Islands of Ireland: Superb symbol of courage and exploration on Kerry's Great Samphire Island
St Brendan the Navigator sculpture and Great Samphire Island, Fenit, County Kerry
The ruin on Great Samphire Island, County Kerry, has long since been engulfed and surrounded by the structures you would associate with a modern commercial port: gantries, sheds, cranes, piers. However, a symbol of antiquity outshines any kind of modernity evident here in the shape of a sculpture of Brendan the Navigator. The bronze work evokes a magnificent era of scholarship and learning at the dawn of Christianity on this island. St Brendan, with the gospels under his arm, strains against a gale force wind and points out to sea. He appears to urge his believers to strive for knowledge in the service of god.
The ‘great’ of the island’s name refers to its size versus its neighbour, Little Samphire Island, and has nothing to do with greatness. Also witness Greater and Lesser Antilles, or Great Britain versus the lesser parts of its kingdom, depending on which history you read.
The island is no longer a true island as it is now joined to the mainland by a viaduct and bridge which were first constructed in the 1880s and modified over the years. The modern ‘island’ bears no resemblance to its former self but it is still interesting to speculate whether St Brendan rowed over in his currach as a young man and set foot there. Entirely possible.

Ironically, Little Samphire Island is the more famous of the two islands due to its fine lighthouse which was opened in 1854 before being automated exactly 100 years later. There are also Samphire Islands in England and the name derives from the plant of the same name which proliferates in parts of County Kerry.
St Brendan was reputedly born in nearby Ardfert in the 5th century and founded several monasteries including on the Aran Islands. He travelled around the Celtic lands of Brittany, Wales and Scotland before embarking on one of the greatest ever sea voyages across the Atlantic. Fittingly, he also gave his name to Mount Brandon.
He set off to venture into the unknown world to the west beyond towering seas and hostile lands and possibly became the first ‘westerner’ to reach north America. Prior to this, he had engaged on another epic sea journey with over a dozen fellow monks in search of the Garden of Eden. On this epic trip, he encountered what he described as St Brendan’s Isle in a part of the ocean where no land existed. Like Hy Brasil and Buss, this was an imaginary island or even the back of a sea monster recorded as Jasconius.
St Brendan’s journey across the north Atlantic was recreated by the explorer Tim Severin in 1976/77 when he lashed some ox hides over a wooden frame, tied them down with leather thongs, and crossed the ocean with a crew of three. Severin proved beyond doubt that the Irish monk could have crossed the Atlantic and did it 900 years before Columbus and several hundred years before the Vikings.
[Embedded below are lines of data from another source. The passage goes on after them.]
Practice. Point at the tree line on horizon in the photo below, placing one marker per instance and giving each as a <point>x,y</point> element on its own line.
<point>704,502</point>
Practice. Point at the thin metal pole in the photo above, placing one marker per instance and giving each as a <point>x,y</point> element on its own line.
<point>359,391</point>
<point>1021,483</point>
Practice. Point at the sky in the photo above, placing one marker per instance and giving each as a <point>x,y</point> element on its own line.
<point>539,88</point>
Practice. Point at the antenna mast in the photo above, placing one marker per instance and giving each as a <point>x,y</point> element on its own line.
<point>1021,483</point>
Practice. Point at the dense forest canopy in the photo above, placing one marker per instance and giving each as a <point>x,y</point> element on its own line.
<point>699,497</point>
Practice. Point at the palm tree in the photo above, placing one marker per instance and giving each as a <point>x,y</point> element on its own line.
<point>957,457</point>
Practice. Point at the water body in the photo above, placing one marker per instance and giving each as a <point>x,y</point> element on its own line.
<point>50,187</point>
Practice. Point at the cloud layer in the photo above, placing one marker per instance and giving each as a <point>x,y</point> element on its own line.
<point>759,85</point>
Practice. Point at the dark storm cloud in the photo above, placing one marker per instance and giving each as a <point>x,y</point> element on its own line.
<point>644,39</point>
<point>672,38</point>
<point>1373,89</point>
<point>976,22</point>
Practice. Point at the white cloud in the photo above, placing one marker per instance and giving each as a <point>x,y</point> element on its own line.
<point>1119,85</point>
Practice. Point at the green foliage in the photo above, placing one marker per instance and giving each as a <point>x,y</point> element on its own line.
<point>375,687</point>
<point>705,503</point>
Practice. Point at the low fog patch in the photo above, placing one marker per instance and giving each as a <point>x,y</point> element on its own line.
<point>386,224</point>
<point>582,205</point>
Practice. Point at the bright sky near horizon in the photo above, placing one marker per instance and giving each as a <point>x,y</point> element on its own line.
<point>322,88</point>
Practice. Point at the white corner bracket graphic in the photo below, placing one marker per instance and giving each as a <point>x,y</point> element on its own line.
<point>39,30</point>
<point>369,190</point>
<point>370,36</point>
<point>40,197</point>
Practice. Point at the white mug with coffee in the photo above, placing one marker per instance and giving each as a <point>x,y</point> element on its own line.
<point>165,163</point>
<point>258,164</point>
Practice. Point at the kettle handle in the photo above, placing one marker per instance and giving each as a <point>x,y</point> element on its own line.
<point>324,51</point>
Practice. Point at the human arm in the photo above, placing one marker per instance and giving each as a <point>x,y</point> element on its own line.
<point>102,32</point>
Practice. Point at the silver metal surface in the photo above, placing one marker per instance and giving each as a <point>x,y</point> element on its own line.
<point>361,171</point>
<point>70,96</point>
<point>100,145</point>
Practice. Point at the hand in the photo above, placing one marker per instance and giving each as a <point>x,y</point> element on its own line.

The late Father Gearóid Ó Donnchadha was the inspiration behind the sculpture of St Brendan on Great Samphire Island and as a heated debate about its location and provenance broke out in 2000 he told the Kerryman newspaper: “We can be certain of little else beyond the fact that he stood out from the many other monks and travellers of his time so that he became the eponymous hero of Navigatio Brendani, one of the more popular of medieval sagas.”

Versions of his voyage were written not just in the Celtic languages of Irish, Welsh and Breton, but also appeared in German, Flemish, Italian, Norse and Latin.
American sculptor and artist, Tighe O’Donoghue/Ross, was commissioned to render into a bronze likeness the spirit of St Brendan and this he achieved admirably. The sculptor’s best-known work is probably the rearing horse, An Capall Mór, on the Cork-Killarney road which dares the viewer to conjure up images of wild history.
St Brendan’s achievements are honoured by the sculpture on Great Samphire Island which stands in Fenit Harbour as a symbol of exploration and courage in all avenues of life.
How to get there: Stroll along the pier from Fenit, just outside Tralee.